# How to use CommandInterpreter.execute - Equinox



## Blablablu (19. Mai 2010)

Hallo beisammen,

ich würde in meiner Eclipse-Equinox-Anwendung innerhalb einer Methode gerne einen Befehl ausführen, so als wenn der User diesen in die Console eingeben würde.
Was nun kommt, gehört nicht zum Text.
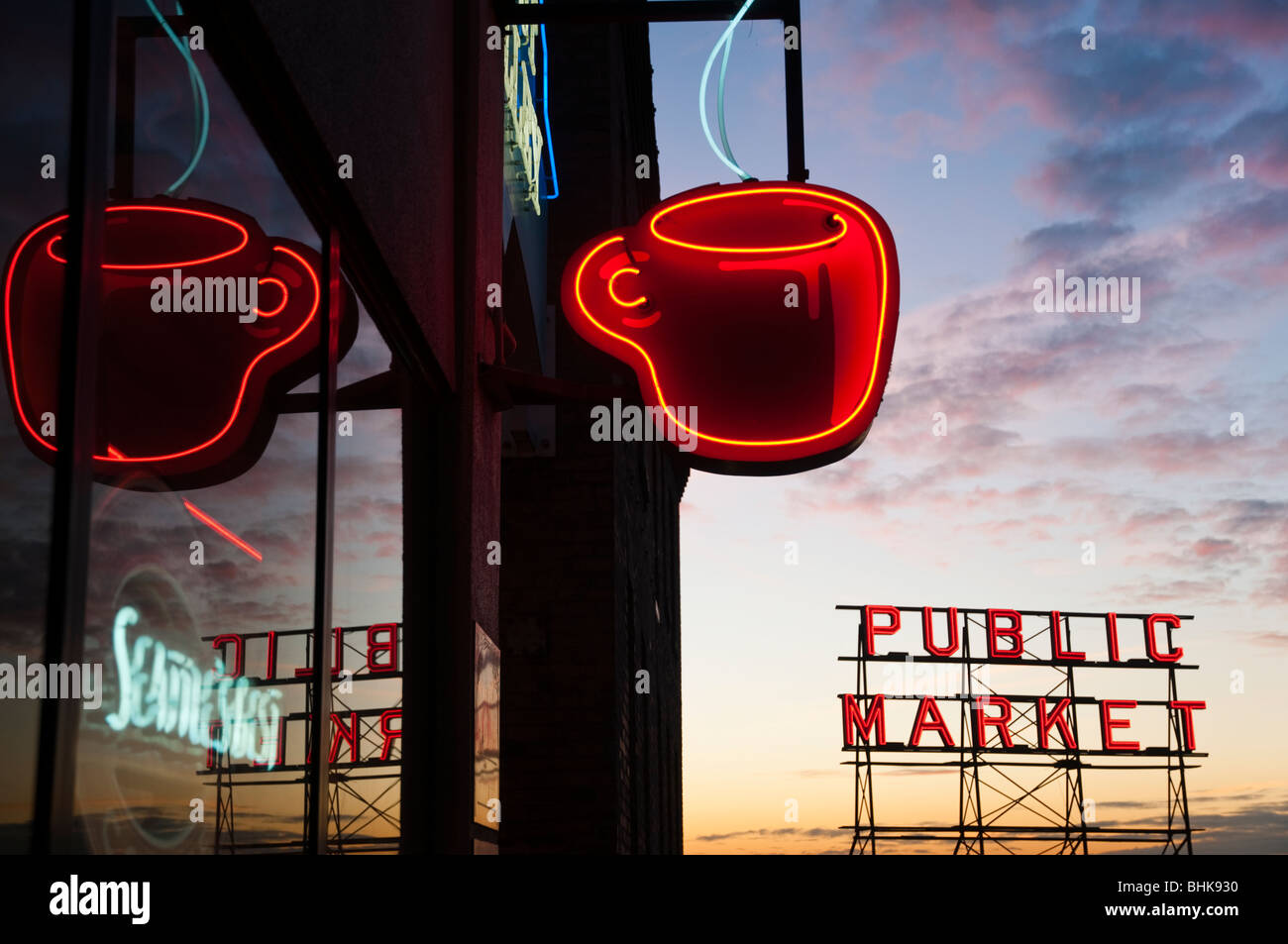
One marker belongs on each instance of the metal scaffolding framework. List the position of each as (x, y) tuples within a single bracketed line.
[(361, 794), (1041, 786)]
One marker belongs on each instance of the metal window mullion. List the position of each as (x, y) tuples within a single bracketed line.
[(77, 381), (318, 768)]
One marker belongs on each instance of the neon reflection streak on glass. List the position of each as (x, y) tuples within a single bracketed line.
[(179, 699)]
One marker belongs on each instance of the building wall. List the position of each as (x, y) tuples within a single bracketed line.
[(590, 581)]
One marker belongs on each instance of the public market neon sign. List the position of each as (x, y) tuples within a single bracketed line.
[(162, 690), (993, 717)]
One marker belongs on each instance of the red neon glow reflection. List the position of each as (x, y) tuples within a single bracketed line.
[(176, 264), (220, 530), (114, 456)]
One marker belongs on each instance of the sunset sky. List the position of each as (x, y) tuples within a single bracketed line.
[(1061, 428)]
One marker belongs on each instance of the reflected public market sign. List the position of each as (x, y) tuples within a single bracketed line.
[(189, 384), (236, 719), (768, 309)]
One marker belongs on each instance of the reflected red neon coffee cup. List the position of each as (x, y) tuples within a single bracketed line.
[(204, 322), (771, 308)]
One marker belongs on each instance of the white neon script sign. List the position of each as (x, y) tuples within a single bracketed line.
[(163, 690), (522, 125)]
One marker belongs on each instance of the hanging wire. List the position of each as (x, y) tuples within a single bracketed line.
[(201, 101), (726, 43), (545, 107)]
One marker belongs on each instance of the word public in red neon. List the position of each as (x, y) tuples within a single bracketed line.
[(768, 307), (1005, 634)]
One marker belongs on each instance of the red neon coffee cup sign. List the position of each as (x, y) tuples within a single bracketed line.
[(767, 308), (997, 720), (185, 393)]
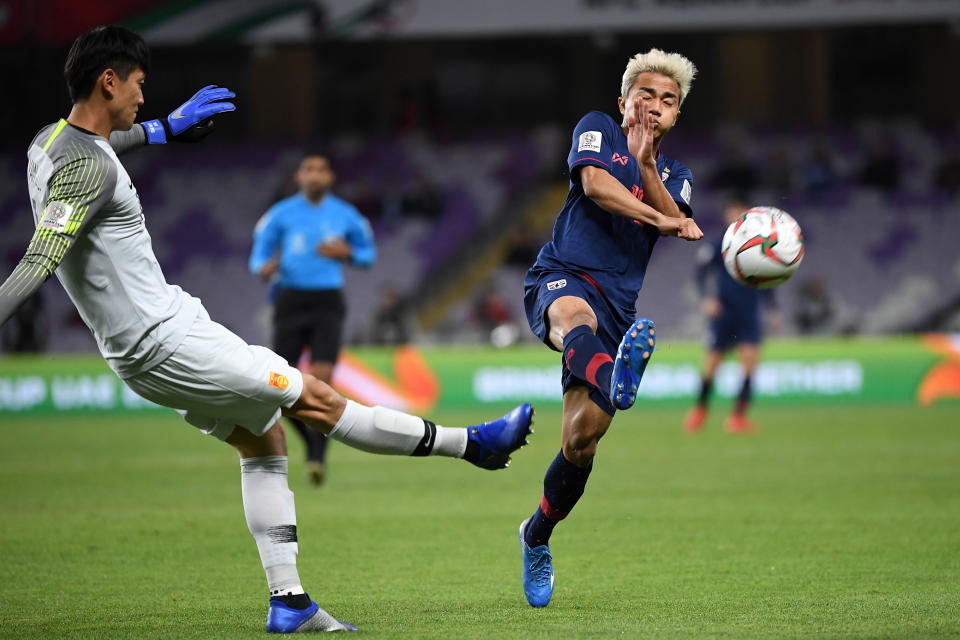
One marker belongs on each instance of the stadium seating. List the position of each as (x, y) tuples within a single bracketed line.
[(886, 255)]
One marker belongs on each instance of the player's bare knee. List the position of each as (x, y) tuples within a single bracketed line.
[(323, 398), (319, 405), (580, 452)]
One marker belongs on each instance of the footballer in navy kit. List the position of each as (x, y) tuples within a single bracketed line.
[(580, 295), (736, 320)]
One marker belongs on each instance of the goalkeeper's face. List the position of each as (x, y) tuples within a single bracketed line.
[(126, 99)]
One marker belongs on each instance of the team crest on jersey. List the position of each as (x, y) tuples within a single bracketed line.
[(279, 381), (589, 141), (55, 216), (557, 284)]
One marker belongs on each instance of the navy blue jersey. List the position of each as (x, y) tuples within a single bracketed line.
[(737, 301), (610, 249)]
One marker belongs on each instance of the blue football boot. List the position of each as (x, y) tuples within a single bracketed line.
[(493, 442), (537, 571), (633, 354), (284, 619)]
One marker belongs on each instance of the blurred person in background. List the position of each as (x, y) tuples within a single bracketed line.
[(881, 167), (301, 244), (390, 325), (734, 313), (26, 331), (814, 308)]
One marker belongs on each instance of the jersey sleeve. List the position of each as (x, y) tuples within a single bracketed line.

Mein Anhaltspunkt dazu ist die Methode CommandInterpreter.execute.


```
private ServiceTracker commandInterpreterTracker = null;
...   
public void start(BundleContext context) throws Exception
{
      ...
      commandInterpreterTracker = new ServiceTracker(context, CommandInterpreter.class.getName(), null);
      commandInterpreterTracker.open();
...
}
...
public CommandInterpreter getCommandInterpreter()
{
      Assert.assertNotNull("CommandInterpreter tracker needs to be initialized.", commandInterpreterTracker); //$NON-NLS-1$
      CommandInterpreter cmdInterpreter = (CommandInterpreter) commandInterpreterTracker.getService();
      Assert.assertNotNull("CommandInterpreter needs to be available.", cmdInterpreter); //$NON-NLS-1$
      return cmdInterpreter;
}
```
cmdInterpreter ist leider immer null....vielleicht kann mir jemand weiterhelfen, wie ich einen Befehl innerhalb einer Methode so aufrufen kann, als wenn der User diesen in die Console eingegeben hätte.

Besten Dank im Voraus!


----------



## blablablu (22. Mai 2010)

*push*
tja...da sind wohl einige sprachlos *G*
hab mittlerweile einiges drüber gelesen, dass es mittels einer telnet verbindung möglich sein soll....das is doch aber viel zu umständlich....hat equinox für solch einen anwendungsfall wirklich nichts in der hauseigenen api vorgesehen?


----------



## xerberuz (22. Mai 2010)

Ich hab mir für so fälle immer das equinox basis bundle angesehen. Das liefert gute Anregung wie etwas zu implementieren ist. Der Command Interpreter ist eigentlich nicht dafür gedacht im Programm verwendet zu werden. Stattdessen solltest du dieselbe API nehmen wie die, die vom Commandinterpreter genutzt wird.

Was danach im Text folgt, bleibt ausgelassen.